Comparative Analysis of Left Ventricular Hemodynamics and Hypertrophy after Aortic Valve Replacement with Homografts or Mechanical Valves
Sevket Basarir MD, Fatih Islamoglu MD, Erdem Ozkisacik MD, Yüksel Atay,Mehmet Boga MD, Tamer Bakalim MD, Mustafa Ozbaran MD,
Ali Telli MD

The effects of prosthetic and homograft aortic valves on ventricular hemodynamics were examined. Resting and exercise hemodynamic evaluations were made echocardiographically in patients who received either homograft (n = 19) or prosthetic (n = 19) aortic valve replacements. Electrocardiographic and hematologic examinations were also performed. Left ventricular (LV) mass (LVM) and mass index (LVMI) were each reduced postoperatively in both groups, but this was significantly greater after homograft replacement. In the homograft group, reductions in interventricular septum (IVS) and posterior wall (PW) diameters were reduced significantly, and ejection fraction (EF) was significantly increased.

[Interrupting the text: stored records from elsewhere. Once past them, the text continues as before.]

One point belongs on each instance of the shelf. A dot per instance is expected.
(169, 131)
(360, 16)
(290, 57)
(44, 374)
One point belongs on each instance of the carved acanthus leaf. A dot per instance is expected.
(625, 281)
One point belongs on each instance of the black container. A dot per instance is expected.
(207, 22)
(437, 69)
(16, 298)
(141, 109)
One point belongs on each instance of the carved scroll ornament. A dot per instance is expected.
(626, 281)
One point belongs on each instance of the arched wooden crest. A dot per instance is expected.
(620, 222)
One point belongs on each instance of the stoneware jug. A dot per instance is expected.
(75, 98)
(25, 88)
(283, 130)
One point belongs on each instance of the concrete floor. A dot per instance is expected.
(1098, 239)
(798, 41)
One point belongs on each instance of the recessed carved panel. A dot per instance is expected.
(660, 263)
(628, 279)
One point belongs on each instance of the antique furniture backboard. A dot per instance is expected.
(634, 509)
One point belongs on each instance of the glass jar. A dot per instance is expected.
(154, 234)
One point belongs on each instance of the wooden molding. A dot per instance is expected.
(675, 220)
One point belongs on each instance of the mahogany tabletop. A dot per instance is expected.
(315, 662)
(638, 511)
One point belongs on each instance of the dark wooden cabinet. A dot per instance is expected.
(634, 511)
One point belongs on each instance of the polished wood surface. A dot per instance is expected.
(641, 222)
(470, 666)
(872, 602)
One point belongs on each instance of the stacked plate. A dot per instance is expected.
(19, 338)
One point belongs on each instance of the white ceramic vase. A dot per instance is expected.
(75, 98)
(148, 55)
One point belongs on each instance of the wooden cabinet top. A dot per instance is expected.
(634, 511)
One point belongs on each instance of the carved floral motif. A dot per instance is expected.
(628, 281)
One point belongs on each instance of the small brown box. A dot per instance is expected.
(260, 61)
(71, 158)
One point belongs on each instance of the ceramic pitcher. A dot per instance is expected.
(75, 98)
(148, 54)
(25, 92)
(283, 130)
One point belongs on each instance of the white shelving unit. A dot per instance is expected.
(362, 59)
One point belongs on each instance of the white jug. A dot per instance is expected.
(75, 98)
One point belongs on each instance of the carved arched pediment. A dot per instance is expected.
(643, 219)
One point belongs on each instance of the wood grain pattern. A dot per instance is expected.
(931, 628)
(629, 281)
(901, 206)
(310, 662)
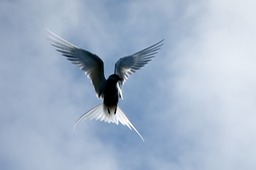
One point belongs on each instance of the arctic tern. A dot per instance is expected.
(107, 89)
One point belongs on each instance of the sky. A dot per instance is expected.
(194, 103)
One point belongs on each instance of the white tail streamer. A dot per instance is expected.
(99, 112)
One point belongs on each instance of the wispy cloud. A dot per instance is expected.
(193, 104)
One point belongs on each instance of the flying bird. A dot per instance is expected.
(108, 89)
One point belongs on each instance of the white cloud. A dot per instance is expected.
(196, 107)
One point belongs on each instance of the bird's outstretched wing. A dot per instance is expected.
(125, 66)
(90, 63)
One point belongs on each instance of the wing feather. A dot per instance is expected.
(90, 63)
(128, 65)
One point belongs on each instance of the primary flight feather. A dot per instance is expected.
(107, 89)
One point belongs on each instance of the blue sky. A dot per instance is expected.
(194, 103)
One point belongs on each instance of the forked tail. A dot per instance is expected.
(99, 112)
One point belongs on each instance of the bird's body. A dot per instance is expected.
(107, 89)
(111, 94)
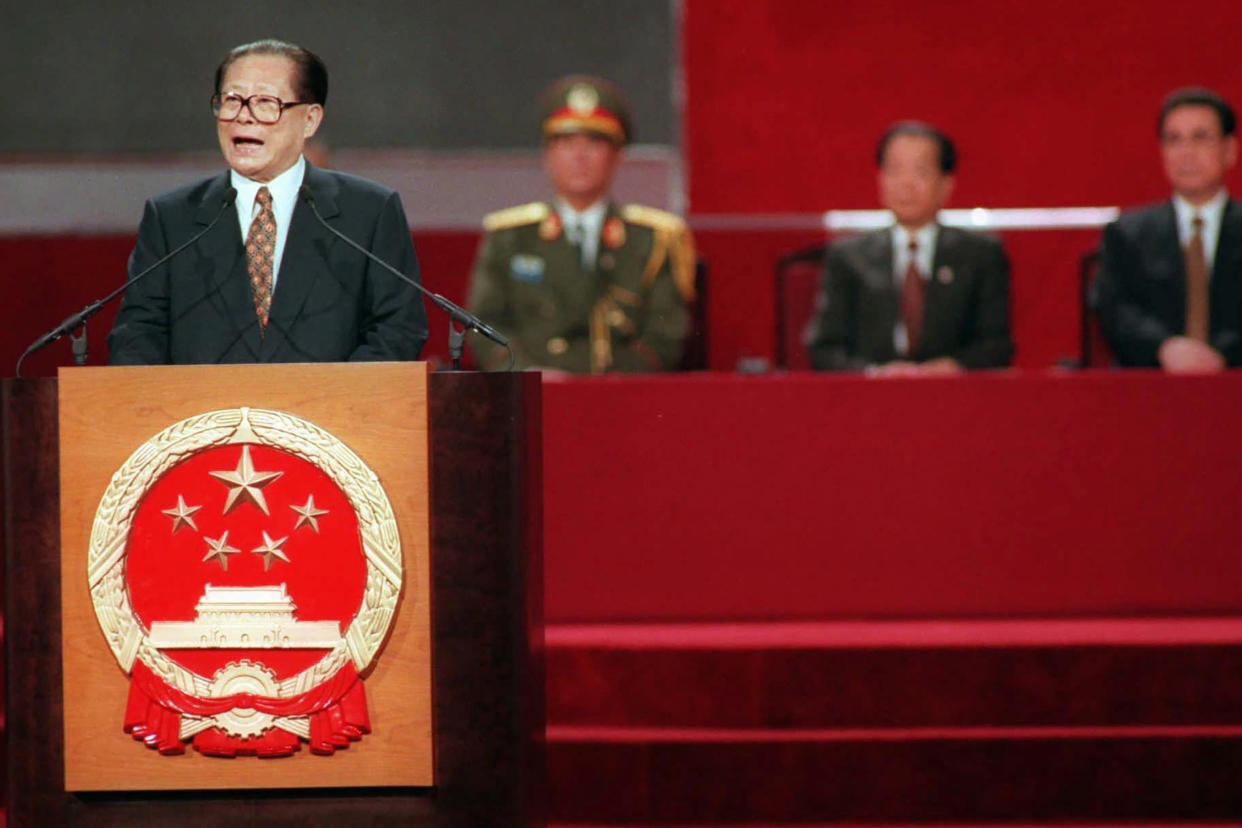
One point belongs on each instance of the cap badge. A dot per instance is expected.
(583, 98)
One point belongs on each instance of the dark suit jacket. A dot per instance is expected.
(330, 303)
(965, 312)
(1140, 289)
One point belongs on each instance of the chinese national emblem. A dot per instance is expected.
(245, 566)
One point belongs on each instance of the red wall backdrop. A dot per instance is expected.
(1051, 104)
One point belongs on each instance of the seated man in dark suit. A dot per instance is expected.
(1169, 291)
(914, 298)
(267, 283)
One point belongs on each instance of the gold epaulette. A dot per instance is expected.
(672, 241)
(525, 214)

The exercise pressure gradient of the homograft group was significantly less than in the prosthesis group. Both groups showed improvement in electrocardiographic evaluation of LV hypertrophy and there was a correlation between V1 >24 mm criteria and LVMI measurements. Postoperative lactate dehydrogenase (LDH) levels were significantly lower than preoperative values in the homograft group, but were significantly raised in the prosthesis group. The more favorable hemodynamic results of the homograft group suggest that the use of these valves in the aortic position has a better hemodynamic effect on ventricular performance.